Waste management company Vaulted Deep has signed an agreement with Microsoft under which it will deliver up to 4.9 million tons of durable carbon dioxide removal over 12 years through its waste management infrastructure. Neither party disclosed the financial terms of the deal, which will last till 2038.
This comes amid Microsoft’s rising carbon emissions in its efforts to build data centers. This has undermined the tech giant’s pledge to remove more carbon from the atmosphere than it generates by 2030. The deal with Vaulted Deep, which involved buying massive amounts of carbon-removal credits, is likely an attempt to remedy the situation.
READ: Microsoft saves $500 million using AI weeks after laying off 9,000 workers, reports $26 billion Q1 profit (July 10, 2025)
Vaulted Deep collects solid waste like treated sewage, excess manure, or paper sludge that would otherwise be headed for a landfill or incinerator, blends it into a slurry, and injects it into porous rocks deep underground. The wells are drilled and pores opened using technology developed for fracking oil and gas. The company has removed over 18,000 metric tons of carbon dioxide so far. It has been a runner-up in the Xprize Carbon competition, and it raised a $32 million Series A in November that was led by Prelude Ventures.
“As carbon removal moves beyond pilots and prototypes, there is growing demand for solutions that can scale safely and address real-world problems,” said Julia Reichelstein, co-founder and CEO of Vaulted Deep. “Vaulted offers a dual solution: it meets urgent waste management needs and drives measurable climate and public health improvements. This agreement reflects a broader shift in how carbon removal is being deployed. It is no longer limited to emerging technologies but is increasingly delivered through large-scale existing infrastructure with novel applications.”
READ: Microsoft to lay off around 6,000 workers around the world (May 14, 2025)
Brian Marrs, senior director of energy and carbon removal at Microsoft said that Vaulted Deep “provides a differentiated, scalable approach to permanent carbon removal with low technology risk.” “Its work delivers immediate climate benefits while stimulating local economies and addresses long-standing environmental challenges that communities face every day. We support this solution as part of our broader effort to accelerate durable, high-integrity carbon removal,” he added.

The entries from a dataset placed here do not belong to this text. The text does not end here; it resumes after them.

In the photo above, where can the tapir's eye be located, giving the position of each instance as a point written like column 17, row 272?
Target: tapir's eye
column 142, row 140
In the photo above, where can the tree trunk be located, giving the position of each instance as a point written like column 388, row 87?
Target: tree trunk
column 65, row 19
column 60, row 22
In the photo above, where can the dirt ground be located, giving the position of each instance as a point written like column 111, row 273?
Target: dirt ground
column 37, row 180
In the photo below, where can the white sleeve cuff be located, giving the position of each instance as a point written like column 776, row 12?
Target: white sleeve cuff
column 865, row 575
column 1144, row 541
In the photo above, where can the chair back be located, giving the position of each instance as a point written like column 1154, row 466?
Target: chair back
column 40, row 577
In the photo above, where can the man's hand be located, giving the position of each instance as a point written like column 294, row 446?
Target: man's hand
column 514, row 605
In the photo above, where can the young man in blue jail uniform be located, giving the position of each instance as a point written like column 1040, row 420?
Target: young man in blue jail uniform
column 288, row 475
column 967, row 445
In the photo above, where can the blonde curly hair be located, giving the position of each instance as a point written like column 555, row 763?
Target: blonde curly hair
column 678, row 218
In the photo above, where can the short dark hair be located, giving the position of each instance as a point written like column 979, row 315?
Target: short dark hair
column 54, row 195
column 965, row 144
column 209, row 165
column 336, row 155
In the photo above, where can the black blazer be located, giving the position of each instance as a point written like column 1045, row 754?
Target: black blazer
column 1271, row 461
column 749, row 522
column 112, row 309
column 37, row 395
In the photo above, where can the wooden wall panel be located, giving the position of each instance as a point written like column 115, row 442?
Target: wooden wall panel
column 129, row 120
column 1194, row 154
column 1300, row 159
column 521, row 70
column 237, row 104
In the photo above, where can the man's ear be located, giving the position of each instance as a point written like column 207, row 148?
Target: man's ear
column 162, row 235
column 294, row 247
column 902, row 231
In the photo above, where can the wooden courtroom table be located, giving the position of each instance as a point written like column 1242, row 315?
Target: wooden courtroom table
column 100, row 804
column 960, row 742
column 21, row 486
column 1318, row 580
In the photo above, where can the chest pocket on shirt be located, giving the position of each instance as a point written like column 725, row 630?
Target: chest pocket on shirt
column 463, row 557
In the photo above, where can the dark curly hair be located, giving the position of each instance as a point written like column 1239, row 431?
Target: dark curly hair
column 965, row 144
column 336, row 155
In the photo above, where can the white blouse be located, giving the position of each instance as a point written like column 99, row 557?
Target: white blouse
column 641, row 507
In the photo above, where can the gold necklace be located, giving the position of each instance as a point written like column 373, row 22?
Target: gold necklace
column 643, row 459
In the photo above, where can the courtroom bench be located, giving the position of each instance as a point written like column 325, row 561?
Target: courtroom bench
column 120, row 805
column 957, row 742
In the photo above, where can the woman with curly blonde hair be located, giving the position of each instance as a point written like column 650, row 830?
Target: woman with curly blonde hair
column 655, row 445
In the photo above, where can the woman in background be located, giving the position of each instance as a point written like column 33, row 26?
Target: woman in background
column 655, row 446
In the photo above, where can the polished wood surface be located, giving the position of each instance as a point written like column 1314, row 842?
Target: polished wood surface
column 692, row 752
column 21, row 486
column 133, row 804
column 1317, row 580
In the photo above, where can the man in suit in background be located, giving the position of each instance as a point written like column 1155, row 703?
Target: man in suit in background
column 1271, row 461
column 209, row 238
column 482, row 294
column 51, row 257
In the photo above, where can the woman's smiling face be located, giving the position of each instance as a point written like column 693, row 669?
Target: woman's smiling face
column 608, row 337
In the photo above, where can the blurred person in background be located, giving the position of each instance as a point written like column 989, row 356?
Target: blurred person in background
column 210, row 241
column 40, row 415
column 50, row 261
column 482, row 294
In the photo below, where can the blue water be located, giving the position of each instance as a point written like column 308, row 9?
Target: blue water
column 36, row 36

Microsoft stated that last year it generated 14.9 million metric tons’ worth of greenhouse gas emissions, more than double what it hopes to be producing in 2030, when it plans on reaching negative carbon emissions. The company has been ramping up its investments in carbon removal to achieve this goal. Among these investments are a seven million metric ton deal with Chestnut Carbon to reforest 60,000 acres in the Southeastern U.S. and another for 3.7 million metric tons with CO280 to capture carbon from paper mill operations along the Gulf Coast.